Friday, March 6, 2009

Browser Wars: Safari 4

In the past, I've rated Safari as the weakest of the various web browsers. The main problems I found was an inability to understand tabbed browsing, a poor design for the bookmarks, and a complete lack of customization, up to an including the inability to use any other inline search engines than Google and Yahoo.

A new version of Safari does nothing to fix any of the conceptual flaws in the design of the browser.

First, the good news.  Safari is fast. It and the new Internet Explorer 8 are by far the fastest of the browsers. Some tests say that Safari is the fastest, but I doubt any human being could see any difference between it and MSIE8. But, still, fast is good and the improvement over older browsers is considerable.

They've also set things so it uses standard rendering of text, so web pages look right.  You can use Apple's scheme if you want, but it's nice that Apple gives you the option to do things the way you want for a change.
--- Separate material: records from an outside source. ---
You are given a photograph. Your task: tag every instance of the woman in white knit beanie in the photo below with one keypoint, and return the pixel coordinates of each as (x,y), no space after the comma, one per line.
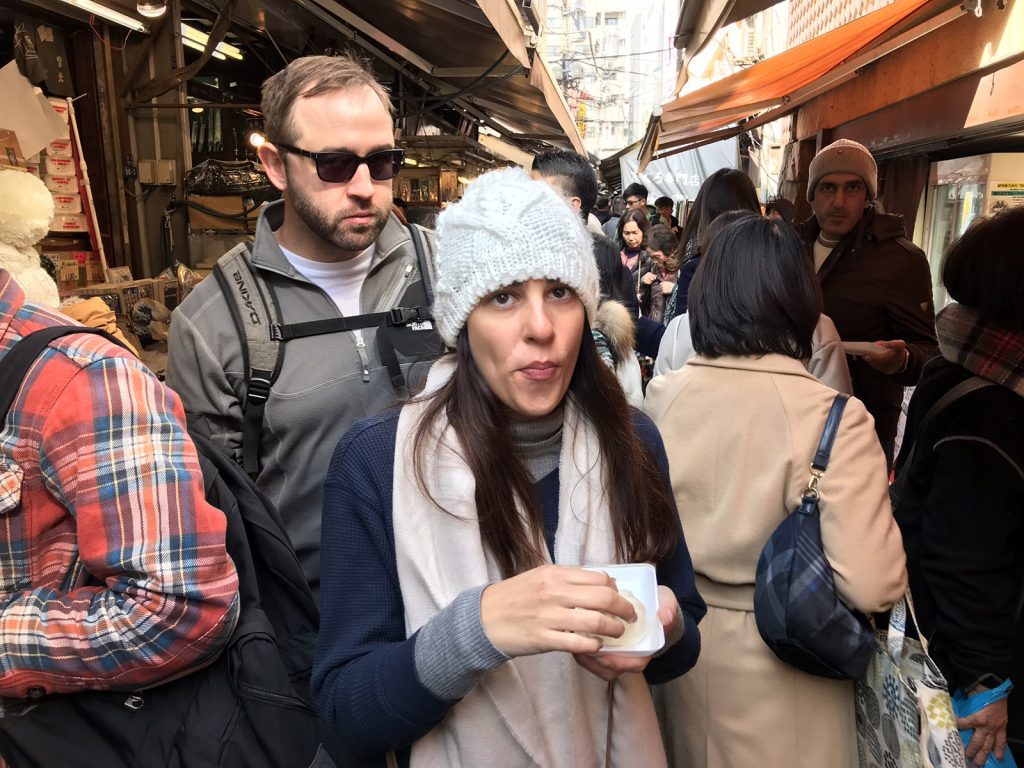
(459,627)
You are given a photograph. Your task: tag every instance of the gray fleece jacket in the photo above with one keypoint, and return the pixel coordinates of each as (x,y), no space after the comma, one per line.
(327,383)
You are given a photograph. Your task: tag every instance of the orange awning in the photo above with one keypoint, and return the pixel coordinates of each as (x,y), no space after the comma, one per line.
(780,84)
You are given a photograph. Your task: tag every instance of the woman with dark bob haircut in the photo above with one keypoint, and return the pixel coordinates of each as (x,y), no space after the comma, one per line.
(725,189)
(741,422)
(962,488)
(465,613)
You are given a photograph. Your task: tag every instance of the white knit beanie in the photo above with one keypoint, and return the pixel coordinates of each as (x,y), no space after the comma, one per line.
(508,228)
(844,156)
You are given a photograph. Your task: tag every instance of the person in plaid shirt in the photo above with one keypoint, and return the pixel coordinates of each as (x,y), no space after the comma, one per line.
(114,573)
In addition, Safari has the same private browsing feature that Google Chrome and MSIE8 have.

That's about it. Safari still doesn't understand tabbed browsing. They've improved things somewhat by adding a button to add a tab -- something that's essential since browsers don't create new tabs for inline searches.*  But it's much harder to move tabs around once they're created.  In all other browsers, you click anywhere on the tab and can move it.  In Safari, you have to click on a tiny corner with a symbol whose meaning is completely opaque to the user.  Why make it difficult?

Safari still has the same horizontal design for bookmarks that I just don't care for.  It's better than in previous versions and I suppose the design allows for a cleaner look (Apple always chooses looks over functionality). But the lack of space means that you need to put your bookmarks into folders instead of just having them available.
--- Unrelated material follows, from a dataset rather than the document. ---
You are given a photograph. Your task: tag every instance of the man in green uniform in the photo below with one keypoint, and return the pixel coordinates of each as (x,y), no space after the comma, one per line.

I get the distinct impression that Safari's developers never bother with bookmarks and merely type in all the web pages they go to (It's quite clear they never use tabs).

As for customizations -- forget it. You can't even add additional search engines to the inline search.  I search Wikipedia a lot, but Safari doesn't offer even that obvious option.  The best browsers will let you search any site through inline search; Safari gives you two.

There are no add-ins. If you want a feature that's not in Safari, you're out of luck; there's no way to add it.  No skins, either (though that's not really a flaw -- it's rare to find a skin that's worth using).

And there's no sign of innovation. MSIE now has the web slices feature.  Google Chrome invented private browsing and uses the history to create favorites. Opera invented tabbed browsing, the speed dial, and Paste and Go. Firefox developed plug-ins.  All come up with new and interesting ways to make browsing better.

Safari does nothing new.  It doesn't even do many old things (like automatically creating a tab instead of opening a new browser).

But it's fast.  If that's all that's important to you, use it (but check out MSIE8).  But if you want a flexible web browser that does what you want it to do, use something else.

___________________________________________________

*Something I can't understand.  Google Toolbar has done this for ages, yet if you type in anything in the search field in all browsers, your current page changes to the search engine.  Not very useful if you're trying to look things up on the fly.